You’ve decided to use breakout groups to make sure your session doesn’t just feature a talking head…just talking and talking. How do you make sure the breakouts don’t break down? Here are three quick tips to make breakouts so successful that participants will consistently rate them as the best part of your programs.
That means clarity on what the activity is, the order of participants (if necessary), how long each person or portion should last, what specific discussion questions are included if relevant, structure or rhetorical models for language (i.e. peer to peer feedback, storytelling, “I” statements, etc.). Each of those are not mandatory nor comprehensive, but rather a list to get your juices flowing. There really is no such thing as being too specific — it doesn’t constrict the session, but rather provides people the structure within which to feel free.
Assigning folks randomly is a totally valid approach. But ONLY if you’ve determined that makes sense for a variety of reasons (the difficulty of predicting who will attend, the importance of randomized diversity in each group, convenience because of total group size, etc.). Similarly, it’s totally valid to group folks together based on commonalities or differences. Make groups homogeneously based on seniority level, job description, role, or challenge. Or, make groups heterogeneously if randomized diversity of attendees, widely divergent experience, or cross-functional collaboration is the most important.

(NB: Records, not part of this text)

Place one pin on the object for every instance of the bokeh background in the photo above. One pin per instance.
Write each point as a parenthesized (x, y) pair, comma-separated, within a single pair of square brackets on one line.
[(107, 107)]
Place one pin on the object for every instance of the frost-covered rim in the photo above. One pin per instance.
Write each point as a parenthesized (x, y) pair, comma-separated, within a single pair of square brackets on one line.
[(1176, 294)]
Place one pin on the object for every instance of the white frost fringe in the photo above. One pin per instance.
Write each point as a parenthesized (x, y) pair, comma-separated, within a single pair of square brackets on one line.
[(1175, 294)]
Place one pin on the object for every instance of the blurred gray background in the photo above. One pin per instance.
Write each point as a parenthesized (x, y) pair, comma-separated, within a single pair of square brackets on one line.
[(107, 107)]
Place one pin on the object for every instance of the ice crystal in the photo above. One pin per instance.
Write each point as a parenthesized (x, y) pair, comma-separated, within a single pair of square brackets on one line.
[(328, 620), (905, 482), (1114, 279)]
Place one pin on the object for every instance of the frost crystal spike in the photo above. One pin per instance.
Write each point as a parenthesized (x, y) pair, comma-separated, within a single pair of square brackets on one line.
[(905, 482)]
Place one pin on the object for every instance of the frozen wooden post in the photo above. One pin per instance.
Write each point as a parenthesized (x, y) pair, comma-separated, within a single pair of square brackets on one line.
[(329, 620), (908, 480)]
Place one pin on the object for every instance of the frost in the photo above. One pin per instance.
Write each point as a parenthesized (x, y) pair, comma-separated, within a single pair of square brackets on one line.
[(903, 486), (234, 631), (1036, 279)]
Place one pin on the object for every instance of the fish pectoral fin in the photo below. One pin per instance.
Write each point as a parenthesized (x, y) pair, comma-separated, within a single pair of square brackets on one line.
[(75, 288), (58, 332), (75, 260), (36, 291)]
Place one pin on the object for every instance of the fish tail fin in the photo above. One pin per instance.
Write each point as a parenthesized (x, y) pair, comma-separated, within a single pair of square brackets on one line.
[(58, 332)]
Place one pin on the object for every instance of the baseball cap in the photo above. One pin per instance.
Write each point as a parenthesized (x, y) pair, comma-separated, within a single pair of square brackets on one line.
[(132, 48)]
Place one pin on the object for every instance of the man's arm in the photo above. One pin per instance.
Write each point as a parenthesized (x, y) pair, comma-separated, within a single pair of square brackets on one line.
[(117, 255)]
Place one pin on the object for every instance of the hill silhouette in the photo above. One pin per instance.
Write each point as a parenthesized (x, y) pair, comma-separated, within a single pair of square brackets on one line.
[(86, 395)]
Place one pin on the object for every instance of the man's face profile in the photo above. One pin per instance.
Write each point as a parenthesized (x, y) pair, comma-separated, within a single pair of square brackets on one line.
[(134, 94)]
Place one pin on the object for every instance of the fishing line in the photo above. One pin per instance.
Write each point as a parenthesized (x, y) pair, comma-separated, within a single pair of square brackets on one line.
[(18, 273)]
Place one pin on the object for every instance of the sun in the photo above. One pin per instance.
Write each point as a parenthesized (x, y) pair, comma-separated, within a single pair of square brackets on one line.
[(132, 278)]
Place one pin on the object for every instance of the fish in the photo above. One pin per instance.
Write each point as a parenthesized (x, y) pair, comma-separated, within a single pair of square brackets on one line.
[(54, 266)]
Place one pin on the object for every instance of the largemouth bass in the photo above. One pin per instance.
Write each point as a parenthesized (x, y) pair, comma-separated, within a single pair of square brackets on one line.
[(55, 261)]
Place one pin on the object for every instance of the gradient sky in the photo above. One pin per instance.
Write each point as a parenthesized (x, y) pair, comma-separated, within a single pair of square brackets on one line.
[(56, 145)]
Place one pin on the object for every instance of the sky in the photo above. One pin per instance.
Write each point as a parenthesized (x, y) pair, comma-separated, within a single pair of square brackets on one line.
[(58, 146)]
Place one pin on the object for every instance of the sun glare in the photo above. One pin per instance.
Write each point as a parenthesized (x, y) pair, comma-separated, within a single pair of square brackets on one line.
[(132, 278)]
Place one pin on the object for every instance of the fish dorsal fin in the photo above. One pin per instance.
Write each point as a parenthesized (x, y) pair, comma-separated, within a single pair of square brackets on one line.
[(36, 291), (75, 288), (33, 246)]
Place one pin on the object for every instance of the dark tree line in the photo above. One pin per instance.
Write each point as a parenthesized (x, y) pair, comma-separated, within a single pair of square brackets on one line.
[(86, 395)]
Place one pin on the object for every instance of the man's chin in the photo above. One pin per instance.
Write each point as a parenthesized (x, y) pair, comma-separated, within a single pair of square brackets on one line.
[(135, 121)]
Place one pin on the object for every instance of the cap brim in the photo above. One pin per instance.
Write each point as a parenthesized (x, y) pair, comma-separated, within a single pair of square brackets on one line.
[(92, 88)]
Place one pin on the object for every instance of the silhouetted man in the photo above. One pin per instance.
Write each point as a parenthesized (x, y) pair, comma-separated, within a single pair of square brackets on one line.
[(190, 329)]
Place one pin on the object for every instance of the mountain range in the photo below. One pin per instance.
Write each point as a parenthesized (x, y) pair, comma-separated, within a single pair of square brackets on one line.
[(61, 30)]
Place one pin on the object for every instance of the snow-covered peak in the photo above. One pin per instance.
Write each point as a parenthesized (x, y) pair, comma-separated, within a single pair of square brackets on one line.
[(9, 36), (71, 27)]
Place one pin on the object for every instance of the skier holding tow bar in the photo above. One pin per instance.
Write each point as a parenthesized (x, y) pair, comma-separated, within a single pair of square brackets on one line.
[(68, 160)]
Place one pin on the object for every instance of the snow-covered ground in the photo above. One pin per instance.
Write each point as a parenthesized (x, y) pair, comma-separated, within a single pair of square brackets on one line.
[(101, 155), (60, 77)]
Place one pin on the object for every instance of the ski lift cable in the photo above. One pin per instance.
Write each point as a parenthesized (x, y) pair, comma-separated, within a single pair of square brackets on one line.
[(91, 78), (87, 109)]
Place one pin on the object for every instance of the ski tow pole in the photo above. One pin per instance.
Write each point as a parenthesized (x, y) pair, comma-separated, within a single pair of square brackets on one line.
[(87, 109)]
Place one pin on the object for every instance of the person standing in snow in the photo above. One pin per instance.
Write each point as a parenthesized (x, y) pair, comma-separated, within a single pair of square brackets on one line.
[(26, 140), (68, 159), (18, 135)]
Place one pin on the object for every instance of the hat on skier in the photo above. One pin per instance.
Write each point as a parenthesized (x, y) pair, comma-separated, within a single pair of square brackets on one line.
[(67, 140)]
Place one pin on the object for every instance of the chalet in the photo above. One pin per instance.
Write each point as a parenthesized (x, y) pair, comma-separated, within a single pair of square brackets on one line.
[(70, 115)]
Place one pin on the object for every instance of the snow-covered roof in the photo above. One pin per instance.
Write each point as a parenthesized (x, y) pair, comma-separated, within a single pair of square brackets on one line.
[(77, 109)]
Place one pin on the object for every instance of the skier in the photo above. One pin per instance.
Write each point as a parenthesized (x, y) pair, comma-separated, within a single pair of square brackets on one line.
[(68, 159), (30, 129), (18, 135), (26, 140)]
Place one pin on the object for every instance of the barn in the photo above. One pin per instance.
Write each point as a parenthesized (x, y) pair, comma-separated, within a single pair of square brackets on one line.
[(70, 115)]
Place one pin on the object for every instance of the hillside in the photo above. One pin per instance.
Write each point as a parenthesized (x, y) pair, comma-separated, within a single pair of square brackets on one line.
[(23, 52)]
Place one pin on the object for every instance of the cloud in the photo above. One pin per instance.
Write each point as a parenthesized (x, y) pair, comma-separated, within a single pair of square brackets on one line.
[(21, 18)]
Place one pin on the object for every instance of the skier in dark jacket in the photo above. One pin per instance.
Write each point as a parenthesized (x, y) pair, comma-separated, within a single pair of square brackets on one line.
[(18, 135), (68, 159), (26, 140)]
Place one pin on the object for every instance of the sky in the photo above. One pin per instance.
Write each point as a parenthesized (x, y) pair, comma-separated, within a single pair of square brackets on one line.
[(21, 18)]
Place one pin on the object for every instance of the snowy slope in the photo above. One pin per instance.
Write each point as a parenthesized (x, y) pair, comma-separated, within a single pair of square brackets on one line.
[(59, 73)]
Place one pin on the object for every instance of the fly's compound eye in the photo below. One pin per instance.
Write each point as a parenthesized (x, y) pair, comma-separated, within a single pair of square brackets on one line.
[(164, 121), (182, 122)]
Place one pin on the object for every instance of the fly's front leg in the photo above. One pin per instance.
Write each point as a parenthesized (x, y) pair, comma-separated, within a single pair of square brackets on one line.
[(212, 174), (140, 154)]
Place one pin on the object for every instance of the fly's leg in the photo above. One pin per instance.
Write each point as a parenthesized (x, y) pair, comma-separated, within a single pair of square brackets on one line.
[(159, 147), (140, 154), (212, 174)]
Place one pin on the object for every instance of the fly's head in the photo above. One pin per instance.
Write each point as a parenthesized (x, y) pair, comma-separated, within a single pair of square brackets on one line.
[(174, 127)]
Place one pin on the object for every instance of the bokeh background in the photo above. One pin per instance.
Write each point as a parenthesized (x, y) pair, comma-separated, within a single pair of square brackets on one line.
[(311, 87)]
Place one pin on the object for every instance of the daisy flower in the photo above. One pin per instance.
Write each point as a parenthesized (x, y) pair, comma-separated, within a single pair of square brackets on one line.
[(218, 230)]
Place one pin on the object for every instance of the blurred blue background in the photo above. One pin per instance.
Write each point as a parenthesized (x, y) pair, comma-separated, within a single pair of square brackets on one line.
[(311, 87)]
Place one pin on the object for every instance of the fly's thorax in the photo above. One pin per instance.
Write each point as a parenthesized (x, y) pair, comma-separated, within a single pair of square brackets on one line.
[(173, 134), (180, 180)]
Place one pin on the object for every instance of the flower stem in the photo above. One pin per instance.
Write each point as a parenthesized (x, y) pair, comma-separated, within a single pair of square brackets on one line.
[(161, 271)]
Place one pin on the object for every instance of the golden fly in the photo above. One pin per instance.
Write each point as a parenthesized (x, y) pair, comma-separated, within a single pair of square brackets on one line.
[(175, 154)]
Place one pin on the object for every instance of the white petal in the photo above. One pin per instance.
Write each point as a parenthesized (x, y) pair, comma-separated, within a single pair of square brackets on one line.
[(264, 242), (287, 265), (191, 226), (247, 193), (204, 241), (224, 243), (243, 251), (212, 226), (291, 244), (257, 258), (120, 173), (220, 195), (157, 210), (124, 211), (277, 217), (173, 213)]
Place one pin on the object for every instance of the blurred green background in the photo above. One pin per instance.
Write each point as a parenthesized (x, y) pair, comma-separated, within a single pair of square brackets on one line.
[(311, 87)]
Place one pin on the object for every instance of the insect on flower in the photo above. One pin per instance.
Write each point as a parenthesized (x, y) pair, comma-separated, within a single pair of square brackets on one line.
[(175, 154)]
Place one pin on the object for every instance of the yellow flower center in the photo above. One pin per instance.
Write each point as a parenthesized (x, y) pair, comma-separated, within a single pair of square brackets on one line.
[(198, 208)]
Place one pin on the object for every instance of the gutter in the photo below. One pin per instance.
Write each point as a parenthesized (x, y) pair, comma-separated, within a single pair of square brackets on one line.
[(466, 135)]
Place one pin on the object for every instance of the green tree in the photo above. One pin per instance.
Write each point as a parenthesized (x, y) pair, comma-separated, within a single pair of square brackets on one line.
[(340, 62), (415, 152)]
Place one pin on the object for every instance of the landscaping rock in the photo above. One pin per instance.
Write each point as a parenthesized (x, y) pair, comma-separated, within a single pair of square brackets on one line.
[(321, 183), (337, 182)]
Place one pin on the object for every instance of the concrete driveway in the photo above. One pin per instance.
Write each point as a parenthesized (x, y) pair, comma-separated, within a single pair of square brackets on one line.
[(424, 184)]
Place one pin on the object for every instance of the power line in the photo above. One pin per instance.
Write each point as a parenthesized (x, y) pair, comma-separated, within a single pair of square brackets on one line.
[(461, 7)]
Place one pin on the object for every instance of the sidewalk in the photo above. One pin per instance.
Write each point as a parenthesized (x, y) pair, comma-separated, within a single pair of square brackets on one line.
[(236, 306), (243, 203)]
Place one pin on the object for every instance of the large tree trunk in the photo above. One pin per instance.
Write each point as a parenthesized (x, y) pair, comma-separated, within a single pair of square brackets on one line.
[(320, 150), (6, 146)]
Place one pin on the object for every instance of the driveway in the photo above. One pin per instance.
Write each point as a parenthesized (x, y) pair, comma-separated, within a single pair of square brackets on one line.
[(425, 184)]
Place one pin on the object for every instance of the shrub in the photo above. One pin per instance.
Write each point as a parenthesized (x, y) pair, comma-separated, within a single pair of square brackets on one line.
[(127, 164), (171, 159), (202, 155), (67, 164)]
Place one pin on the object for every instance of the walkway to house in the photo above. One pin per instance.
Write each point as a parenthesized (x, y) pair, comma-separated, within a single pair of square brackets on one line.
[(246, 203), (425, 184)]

If participants feel stranded or have the impression that the breakout attendees are just being set adrift, you’re sabotaging the group’s experience of feeling safe. So, be clear with participants about what they should do if tech mishaps happen, who they should contact if they encounter challenges, and what are any potential glitches or tech challenges they might face. If possible, have an administrative person ready who can respond in real-time for challenges and even drop in to various rooms if needed. Remember — just because folks are in breakout rooms, doesn’t mean you’re still not hosting the gathering. Be as vigilant during the breakout as you are during the large group lecture.
Use these tips to make your breakouts and your full session as powerful as possible.